Kaylin Ohler started dieting in fourth grade. When she was 11, doctors diagnosed her with anorexia.
Today, the 23-year-old works at Children's Hospital eating disorder program in Omaha, is two years healthy and will mark the occasion by giving back. Ohler organized Walk to Save a Life, a fundraiser to increase awareness about eating disorders. The noncompetitive walk is at Miller's Landing Park in Omaha on August 4.
The proceeds will benefit the National Eating Disorders Assosciation and the Kristen Haglund Foundation, a nonprofit that awards scholarships to those who cannot afford treatment. Ohler said most month-long programs cost $30,000, and she hopes to raise $15,000.
The foundation paid for Ohler's treatment in 2010. Her struggle started at an age when most kids are busy playing house and learning to color inside the lines. As a kindergartener, she was already busy comparing herself to the other girls in her class. When she was in fourth grade, Ohler's school taught students about nutrition and eating well. She didn't learn to eat well, though. She learned to diet because, in her mind, “being overweight and being bigger was undesirable and unacceptable.”
So she got smaller. By the time she was in sixth grade, she had lost almost 20 pounds. Ohler continued to struggle for years, yo-yo-ing in and out of day treatment.
Weighing less than 100 pounds – and about 30 pounds underweight – she was so malnourished she was medically unstable.
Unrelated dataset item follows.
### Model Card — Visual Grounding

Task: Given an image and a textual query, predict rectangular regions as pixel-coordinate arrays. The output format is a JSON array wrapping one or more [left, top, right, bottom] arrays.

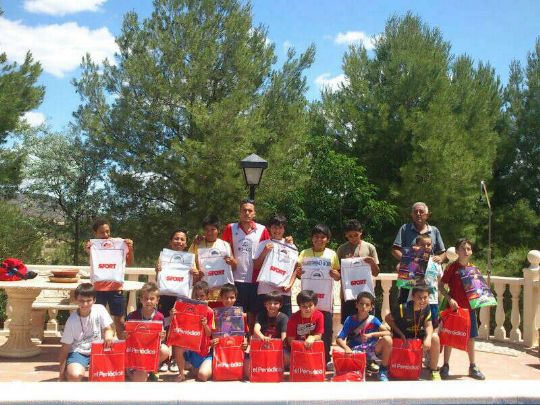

“I was on the verge of not being alive,” she said.
But she couldn't afford the long-term professional help she needed. She applied for a scholarship from the Kristen Haglund Foundation, which paid for a three-month program at a center in California.
Ohler said she has recovered but considers herself in a constant state of recovery so she doesn't relapse.
She said support from her family and friends and her faith in God keeps her strong.
“The biggest thing is to not give up...decide that you're worth it,” she said.
She organized the Walk to Save a Life to help others, like her, who struggled or continue to battle an eating disorder. They're worth it, she says.